The prospective buyers of a home in Oxfordshire who paid a deposit of £108,000 before withdrawing are suing the sellers in a dispute over a nearby development.

The dispute, which relates to a deal in 2017, throws up many issues at the centre of the industry’s current debate over reservation fees, up-front property details and non-refundable deposits.

The Daily Telegraph reports that the prospective buyers of a barn conversion priced at £1.08m - Adrian and Lisa Powell - are suing the sellers for £300,000.


The vendors - Philip and Elisabeth Ash - allegedly knew of plans for the nearby motel and diner but did not mention it in the seller’s questionnaire, when asked whether they knew of any proposal which might affect the home for sale. 

The sellers claim they did not believe the development would have a detrimental impact on the property they were selling. The motel is not visible from the barn itself - only from the paddock area, which is separated from their home by a few yards - and they believed the form they were filling in only applied to the house.

The legal case, at Central London County Court, has heard that it was only after contracts were exchanged that the Powells learned of the large-scale redevelopment of a former Little Chef nearby. At that point they withdrew from the purchase.

However, they claim that they had bought furniture and even a horse in preparation for moving: they want the return of their £108,000 deposit and payment for lost expenditure.

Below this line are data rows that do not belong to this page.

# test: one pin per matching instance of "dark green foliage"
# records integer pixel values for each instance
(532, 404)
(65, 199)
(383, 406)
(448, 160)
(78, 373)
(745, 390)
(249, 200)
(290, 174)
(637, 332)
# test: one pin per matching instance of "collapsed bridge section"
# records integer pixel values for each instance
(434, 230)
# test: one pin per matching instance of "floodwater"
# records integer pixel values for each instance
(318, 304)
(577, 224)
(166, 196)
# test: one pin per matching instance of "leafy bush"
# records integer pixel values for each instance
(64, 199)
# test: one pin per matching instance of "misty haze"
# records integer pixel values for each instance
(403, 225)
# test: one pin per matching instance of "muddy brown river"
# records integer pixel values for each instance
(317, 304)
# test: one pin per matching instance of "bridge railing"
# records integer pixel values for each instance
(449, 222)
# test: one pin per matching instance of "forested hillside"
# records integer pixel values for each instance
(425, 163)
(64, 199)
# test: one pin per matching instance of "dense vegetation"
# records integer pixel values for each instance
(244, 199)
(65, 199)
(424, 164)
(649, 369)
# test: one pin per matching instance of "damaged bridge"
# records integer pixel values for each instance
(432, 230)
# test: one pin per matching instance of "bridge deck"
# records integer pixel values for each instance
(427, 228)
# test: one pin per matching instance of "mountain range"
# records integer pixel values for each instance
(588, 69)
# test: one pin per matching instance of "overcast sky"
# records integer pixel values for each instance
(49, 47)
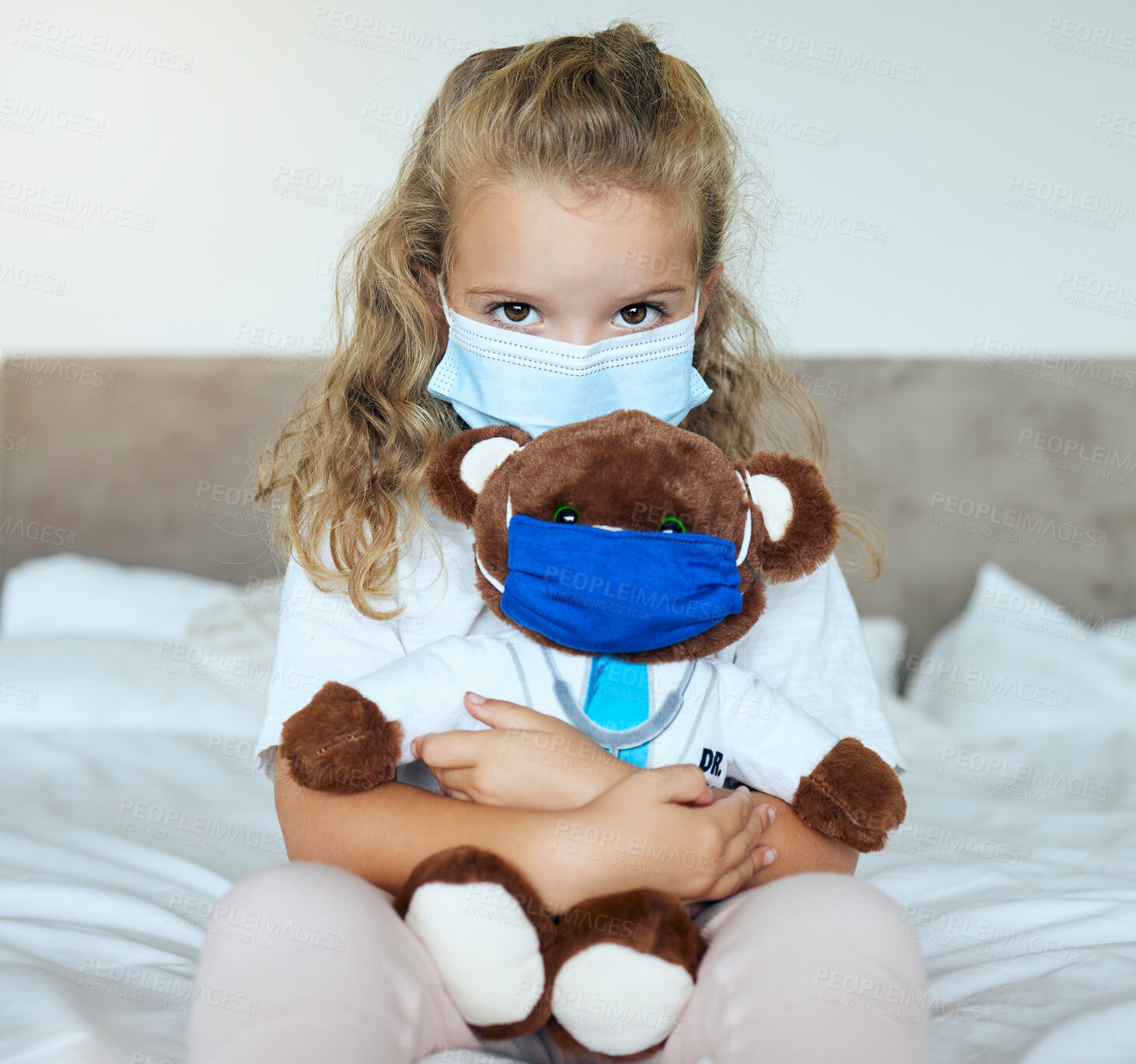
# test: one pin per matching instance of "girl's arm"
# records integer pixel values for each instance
(624, 839)
(530, 760)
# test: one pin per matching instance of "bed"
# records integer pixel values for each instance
(133, 662)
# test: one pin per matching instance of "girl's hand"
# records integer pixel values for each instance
(529, 761)
(662, 828)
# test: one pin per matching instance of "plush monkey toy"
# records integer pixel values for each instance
(618, 541)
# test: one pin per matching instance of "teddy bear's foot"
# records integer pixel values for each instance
(341, 741)
(623, 968)
(853, 796)
(488, 933)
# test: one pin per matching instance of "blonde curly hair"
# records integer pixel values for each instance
(581, 111)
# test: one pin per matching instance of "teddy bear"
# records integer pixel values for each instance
(623, 553)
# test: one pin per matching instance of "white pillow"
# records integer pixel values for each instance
(886, 637)
(116, 684)
(1015, 663)
(69, 593)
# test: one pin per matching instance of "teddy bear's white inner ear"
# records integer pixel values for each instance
(775, 502)
(483, 458)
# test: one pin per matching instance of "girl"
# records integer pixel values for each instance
(577, 190)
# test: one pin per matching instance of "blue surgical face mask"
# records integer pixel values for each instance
(617, 590)
(500, 376)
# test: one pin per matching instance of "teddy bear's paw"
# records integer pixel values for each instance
(623, 968)
(487, 931)
(853, 796)
(341, 741)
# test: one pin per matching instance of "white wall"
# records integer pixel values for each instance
(954, 179)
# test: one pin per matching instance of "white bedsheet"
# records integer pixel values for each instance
(1017, 865)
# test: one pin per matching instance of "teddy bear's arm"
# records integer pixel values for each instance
(835, 783)
(354, 736)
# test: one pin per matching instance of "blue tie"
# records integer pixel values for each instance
(618, 697)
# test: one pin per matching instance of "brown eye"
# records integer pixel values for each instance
(635, 314)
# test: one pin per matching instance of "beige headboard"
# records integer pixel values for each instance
(149, 462)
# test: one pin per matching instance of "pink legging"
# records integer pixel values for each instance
(308, 962)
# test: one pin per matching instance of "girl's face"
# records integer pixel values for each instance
(579, 272)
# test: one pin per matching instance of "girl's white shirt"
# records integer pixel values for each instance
(806, 652)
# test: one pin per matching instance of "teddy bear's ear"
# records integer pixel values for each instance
(463, 464)
(801, 521)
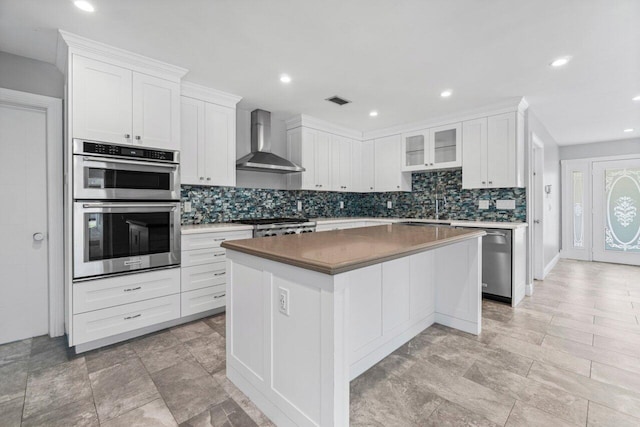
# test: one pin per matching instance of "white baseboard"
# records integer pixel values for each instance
(551, 264)
(528, 290)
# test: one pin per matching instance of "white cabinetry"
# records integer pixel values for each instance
(434, 148)
(312, 150)
(341, 164)
(363, 163)
(204, 271)
(208, 141)
(112, 103)
(493, 152)
(388, 173)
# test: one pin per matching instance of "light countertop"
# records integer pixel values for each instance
(210, 228)
(338, 251)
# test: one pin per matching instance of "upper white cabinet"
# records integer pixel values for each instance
(342, 164)
(388, 173)
(208, 136)
(112, 103)
(362, 166)
(311, 149)
(434, 148)
(493, 152)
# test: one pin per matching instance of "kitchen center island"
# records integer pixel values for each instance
(308, 313)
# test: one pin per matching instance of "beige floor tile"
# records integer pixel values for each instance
(597, 354)
(605, 394)
(543, 354)
(616, 376)
(601, 416)
(524, 415)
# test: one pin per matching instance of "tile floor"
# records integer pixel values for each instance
(568, 356)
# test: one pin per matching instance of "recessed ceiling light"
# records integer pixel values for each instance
(84, 5)
(561, 61)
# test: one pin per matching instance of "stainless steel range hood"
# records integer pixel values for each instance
(261, 159)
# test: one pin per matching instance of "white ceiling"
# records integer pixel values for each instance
(392, 56)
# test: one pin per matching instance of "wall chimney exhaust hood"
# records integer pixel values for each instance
(261, 159)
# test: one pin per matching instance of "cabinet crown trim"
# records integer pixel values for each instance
(214, 96)
(79, 44)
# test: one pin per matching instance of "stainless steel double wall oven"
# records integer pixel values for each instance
(126, 214)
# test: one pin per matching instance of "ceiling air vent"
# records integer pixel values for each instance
(337, 100)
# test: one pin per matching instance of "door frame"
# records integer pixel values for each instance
(537, 208)
(52, 107)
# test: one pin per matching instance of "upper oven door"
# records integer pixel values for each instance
(115, 237)
(104, 178)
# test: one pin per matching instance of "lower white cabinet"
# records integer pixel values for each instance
(103, 293)
(204, 270)
(98, 324)
(193, 302)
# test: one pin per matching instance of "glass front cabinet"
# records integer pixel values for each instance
(435, 148)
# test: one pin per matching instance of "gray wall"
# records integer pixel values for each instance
(30, 75)
(246, 179)
(600, 149)
(551, 207)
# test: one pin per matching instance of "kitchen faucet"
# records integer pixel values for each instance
(440, 188)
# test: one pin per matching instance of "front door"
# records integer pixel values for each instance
(23, 223)
(616, 211)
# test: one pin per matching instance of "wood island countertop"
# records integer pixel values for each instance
(334, 252)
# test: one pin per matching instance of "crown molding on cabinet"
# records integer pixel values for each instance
(303, 120)
(214, 96)
(514, 104)
(69, 43)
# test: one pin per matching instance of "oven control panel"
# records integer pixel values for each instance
(102, 149)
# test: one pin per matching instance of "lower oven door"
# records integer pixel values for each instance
(119, 237)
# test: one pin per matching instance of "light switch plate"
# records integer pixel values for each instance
(505, 204)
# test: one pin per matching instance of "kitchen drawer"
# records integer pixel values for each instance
(203, 299)
(99, 324)
(211, 240)
(202, 276)
(102, 293)
(203, 256)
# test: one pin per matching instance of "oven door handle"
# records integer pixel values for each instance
(128, 162)
(130, 205)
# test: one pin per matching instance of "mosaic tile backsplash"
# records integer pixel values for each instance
(224, 204)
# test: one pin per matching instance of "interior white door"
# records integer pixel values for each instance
(23, 224)
(616, 211)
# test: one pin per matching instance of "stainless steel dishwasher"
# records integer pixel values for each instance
(497, 264)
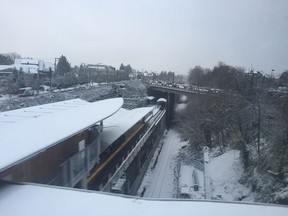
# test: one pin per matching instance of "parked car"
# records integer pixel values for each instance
(25, 92)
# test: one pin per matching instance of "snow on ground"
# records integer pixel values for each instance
(160, 182)
(180, 107)
(225, 172)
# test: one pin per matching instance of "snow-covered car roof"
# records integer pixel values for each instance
(25, 132)
(120, 122)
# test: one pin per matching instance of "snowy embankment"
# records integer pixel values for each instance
(160, 178)
(93, 93)
(225, 172)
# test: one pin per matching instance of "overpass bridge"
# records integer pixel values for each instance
(170, 93)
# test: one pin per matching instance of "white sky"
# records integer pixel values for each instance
(172, 35)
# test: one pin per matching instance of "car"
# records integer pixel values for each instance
(25, 92)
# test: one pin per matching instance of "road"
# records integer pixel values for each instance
(160, 182)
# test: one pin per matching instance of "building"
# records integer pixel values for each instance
(33, 66)
(54, 143)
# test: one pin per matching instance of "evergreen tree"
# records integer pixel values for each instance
(63, 66)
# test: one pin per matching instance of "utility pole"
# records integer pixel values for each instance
(206, 173)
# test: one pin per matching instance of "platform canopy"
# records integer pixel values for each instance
(35, 200)
(25, 132)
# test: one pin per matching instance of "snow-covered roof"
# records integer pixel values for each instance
(162, 100)
(150, 97)
(120, 122)
(5, 67)
(33, 200)
(25, 132)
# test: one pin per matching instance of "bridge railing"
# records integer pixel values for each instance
(126, 163)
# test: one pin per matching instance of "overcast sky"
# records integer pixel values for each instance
(171, 35)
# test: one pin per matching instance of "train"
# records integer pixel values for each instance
(113, 156)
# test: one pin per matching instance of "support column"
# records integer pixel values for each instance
(206, 173)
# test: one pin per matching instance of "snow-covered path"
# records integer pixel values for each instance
(160, 181)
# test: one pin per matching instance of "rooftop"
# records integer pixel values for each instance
(24, 200)
(25, 132)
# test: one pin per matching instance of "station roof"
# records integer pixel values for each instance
(25, 132)
(116, 125)
(162, 100)
(34, 200)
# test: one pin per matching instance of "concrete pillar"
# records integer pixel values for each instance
(84, 183)
(98, 147)
(206, 173)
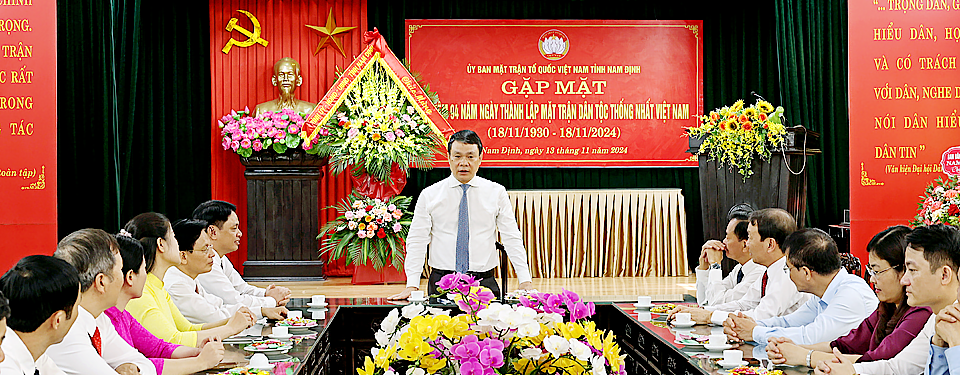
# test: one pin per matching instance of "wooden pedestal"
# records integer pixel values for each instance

A barrister acting for the Powells says the Ashes made "false, misleading and/or inaccurate pre-contact statements" which entitled his clients to tear up the contract and be refunded their £108,000 deposit.

The Ashes, meanwhile, say that the Powells' 10 per cent deposit has been forfeited and that the prospective purchasers should bear the cost of purchases they made before the sale went through.

The case continues.

You can see the Telegraph story here, although for some readers it may be behind a paywall. 

  • Rob Hailstone

    If the usual Law Society questionnaire had been used (TA6), this is the question that would have been asked:

    Is the seller aware of any proposals to develop property or land nearby, or any proposals to make any alterations to buildings nearby? If yes, please give details.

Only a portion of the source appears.